My husband and I always knew we wanted to be parents. So, when we found out we were having triplets, we jumped right in. Just days after the revealing ultrasound while I was at home horribly ill with “morning” sickness, my husband traded in our two-door hatchback car for a giant Suburban. It was our first reality shift for each of our identities. We were no longer just “Laura and Jeremy” who could get through our days driving a Ford Focus. We were “mom and dad” and, dang, we loved it.
When our babies (two boys and one girl) were born, I paused my career as an advertising executive so that I could be a mom full-time. The demands were like nothing I could have planned for. It was 24/7 feeding, diaper changing, laundry, spit-up, and nap schedules. You know, all of the glorious things. Being a mom of multiples and coming from an agency environment that operated and thrived on process - I naturally translated that to my mom world.
I made a detailed schedule of our revolving door of helpers. I logged feedings, wet diapers, dirty diapers, sleep times, and medicine distribution in a binder. I researched homemade baby food and blended their meals from scratch. I created lesson plans to break their days into various learning segments. To find my balance at the time (code for: use my brain), I studied for and became a Certified Nutrition Consultant. When they were toddler-aged, I also ran two marathons in back-to-back years.

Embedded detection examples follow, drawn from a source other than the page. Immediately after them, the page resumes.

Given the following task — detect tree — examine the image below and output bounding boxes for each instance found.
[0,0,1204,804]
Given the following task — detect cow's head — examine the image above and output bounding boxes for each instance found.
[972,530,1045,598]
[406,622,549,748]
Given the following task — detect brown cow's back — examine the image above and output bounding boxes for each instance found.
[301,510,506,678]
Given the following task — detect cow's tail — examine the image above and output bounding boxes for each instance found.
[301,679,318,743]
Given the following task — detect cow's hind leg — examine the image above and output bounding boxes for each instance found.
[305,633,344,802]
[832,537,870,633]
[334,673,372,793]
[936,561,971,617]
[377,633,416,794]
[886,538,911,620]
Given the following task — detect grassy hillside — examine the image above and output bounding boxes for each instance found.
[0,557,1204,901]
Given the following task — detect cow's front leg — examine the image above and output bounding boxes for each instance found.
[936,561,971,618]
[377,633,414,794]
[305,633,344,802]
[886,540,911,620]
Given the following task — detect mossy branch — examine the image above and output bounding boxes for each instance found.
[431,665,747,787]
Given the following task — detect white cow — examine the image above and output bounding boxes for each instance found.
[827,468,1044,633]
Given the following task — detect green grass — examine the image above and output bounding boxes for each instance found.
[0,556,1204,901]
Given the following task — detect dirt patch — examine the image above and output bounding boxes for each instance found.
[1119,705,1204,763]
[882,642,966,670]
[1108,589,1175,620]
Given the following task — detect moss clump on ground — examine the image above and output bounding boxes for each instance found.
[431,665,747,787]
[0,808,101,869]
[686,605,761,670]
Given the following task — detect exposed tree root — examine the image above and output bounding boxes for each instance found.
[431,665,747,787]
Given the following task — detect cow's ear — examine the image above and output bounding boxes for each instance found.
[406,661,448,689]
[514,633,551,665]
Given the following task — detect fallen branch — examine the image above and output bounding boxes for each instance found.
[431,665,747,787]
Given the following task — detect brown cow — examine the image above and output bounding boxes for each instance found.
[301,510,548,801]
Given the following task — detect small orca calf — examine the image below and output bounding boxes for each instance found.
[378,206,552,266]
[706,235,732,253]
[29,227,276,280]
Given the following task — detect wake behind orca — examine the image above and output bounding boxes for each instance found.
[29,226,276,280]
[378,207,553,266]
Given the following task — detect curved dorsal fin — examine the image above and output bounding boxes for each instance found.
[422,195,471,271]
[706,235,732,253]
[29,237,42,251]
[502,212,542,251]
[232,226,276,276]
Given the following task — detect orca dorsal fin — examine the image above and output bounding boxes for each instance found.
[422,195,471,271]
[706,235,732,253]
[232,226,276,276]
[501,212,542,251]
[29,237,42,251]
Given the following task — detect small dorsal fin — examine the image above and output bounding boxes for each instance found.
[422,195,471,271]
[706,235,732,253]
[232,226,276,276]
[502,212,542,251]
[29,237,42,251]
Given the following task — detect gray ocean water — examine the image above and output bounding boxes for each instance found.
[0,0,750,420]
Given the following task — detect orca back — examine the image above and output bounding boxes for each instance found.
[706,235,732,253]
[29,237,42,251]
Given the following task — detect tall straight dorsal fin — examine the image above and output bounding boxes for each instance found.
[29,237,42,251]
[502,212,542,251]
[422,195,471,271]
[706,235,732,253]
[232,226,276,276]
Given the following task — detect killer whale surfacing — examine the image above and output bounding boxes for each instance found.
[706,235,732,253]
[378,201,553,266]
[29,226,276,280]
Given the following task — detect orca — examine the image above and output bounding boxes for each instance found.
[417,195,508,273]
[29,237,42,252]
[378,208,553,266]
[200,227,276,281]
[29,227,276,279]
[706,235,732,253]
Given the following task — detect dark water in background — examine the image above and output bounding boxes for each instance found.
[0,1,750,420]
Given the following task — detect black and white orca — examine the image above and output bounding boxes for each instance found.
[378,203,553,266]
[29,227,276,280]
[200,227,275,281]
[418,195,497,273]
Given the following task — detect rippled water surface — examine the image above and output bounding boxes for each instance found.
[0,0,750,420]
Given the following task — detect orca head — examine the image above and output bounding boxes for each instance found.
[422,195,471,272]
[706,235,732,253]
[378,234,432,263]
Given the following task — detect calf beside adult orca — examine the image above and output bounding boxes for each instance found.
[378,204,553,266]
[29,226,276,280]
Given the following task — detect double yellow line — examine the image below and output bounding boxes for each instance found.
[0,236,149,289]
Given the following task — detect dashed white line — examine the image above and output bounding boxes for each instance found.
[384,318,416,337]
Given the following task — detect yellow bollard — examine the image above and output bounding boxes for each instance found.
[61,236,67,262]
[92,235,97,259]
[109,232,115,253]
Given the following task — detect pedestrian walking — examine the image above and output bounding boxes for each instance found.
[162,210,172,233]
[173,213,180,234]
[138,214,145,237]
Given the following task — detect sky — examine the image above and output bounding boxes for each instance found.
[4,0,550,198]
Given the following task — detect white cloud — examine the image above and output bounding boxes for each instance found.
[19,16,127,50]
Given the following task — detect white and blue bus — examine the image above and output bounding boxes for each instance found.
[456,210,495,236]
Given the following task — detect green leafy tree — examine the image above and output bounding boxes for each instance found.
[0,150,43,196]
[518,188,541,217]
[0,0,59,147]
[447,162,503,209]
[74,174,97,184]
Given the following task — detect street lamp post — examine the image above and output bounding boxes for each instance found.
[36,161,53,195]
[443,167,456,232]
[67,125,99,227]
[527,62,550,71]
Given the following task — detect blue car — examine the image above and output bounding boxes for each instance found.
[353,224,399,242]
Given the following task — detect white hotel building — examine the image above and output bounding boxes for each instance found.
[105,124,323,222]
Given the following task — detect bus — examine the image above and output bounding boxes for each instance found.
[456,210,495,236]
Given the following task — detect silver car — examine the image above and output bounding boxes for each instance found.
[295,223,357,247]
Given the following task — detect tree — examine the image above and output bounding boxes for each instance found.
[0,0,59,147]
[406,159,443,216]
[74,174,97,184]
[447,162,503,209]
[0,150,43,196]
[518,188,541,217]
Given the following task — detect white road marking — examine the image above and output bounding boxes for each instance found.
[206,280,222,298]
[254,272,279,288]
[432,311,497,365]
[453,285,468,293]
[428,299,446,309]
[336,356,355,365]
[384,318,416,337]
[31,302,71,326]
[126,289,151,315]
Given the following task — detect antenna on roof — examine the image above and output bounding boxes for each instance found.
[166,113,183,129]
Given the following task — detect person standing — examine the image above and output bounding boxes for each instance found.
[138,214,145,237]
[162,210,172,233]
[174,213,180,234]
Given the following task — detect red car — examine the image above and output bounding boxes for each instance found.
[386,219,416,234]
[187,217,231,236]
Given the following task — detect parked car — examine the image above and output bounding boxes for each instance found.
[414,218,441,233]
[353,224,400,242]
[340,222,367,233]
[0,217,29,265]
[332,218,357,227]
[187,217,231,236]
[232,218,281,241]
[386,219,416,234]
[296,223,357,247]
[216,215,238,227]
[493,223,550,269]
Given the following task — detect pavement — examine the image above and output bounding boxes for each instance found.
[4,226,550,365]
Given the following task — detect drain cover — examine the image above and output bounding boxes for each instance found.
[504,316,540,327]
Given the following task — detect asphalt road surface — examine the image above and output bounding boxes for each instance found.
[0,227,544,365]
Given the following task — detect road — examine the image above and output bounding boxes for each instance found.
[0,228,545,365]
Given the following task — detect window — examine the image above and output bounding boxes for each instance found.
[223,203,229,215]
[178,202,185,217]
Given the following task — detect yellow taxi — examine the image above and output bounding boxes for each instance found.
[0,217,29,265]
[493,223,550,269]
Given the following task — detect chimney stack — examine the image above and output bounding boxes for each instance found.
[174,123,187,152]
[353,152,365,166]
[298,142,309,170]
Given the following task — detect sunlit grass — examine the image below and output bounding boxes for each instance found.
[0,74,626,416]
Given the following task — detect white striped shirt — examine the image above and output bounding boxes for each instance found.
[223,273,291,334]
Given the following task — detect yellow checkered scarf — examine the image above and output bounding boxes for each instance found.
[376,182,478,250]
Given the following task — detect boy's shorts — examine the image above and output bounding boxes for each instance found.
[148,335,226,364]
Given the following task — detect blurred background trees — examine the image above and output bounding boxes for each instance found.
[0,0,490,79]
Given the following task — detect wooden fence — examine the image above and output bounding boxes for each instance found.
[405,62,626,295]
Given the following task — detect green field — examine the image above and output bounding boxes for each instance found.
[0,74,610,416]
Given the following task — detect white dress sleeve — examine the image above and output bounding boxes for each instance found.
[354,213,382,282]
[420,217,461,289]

And while, of course, I did it for them, hindsight tells me I was also doing it for me. I thrive on goals and while I was so grateful to be able to be home with them to watch them grow up, I missed my non-mom identity. I missed using my brain for something other than keeping three tiny humans happy and healthy. Now, my kids are school-aged and I’m loving this entrepreneurial adventure.
I’m just going to go ahead and say it. I enjoy working. Guess what? That’s OK to say. That doesn’t make me any less grateful to be a mom. It’s OK to be mom and to be ME. It’s possible to love both and strive to be great at both.
There’s such a stigma that moms can’t say something like that or feel that way. There’s subconscious judgment surrounding moms who choose to work outside of the home. There’s also subconscious judgment surrounding moms who choose to be a stay-at-home mom. Let’s make a pact to just stop the subconscious judgement altogether and root each other on instead.
You’re a stay-at-home mom? Wonderful! You’re a rising executive at a law firm? Get it, girl!
Whatever your passion is, don’t ignore it. Go after it and let your kids cheer you on along the way.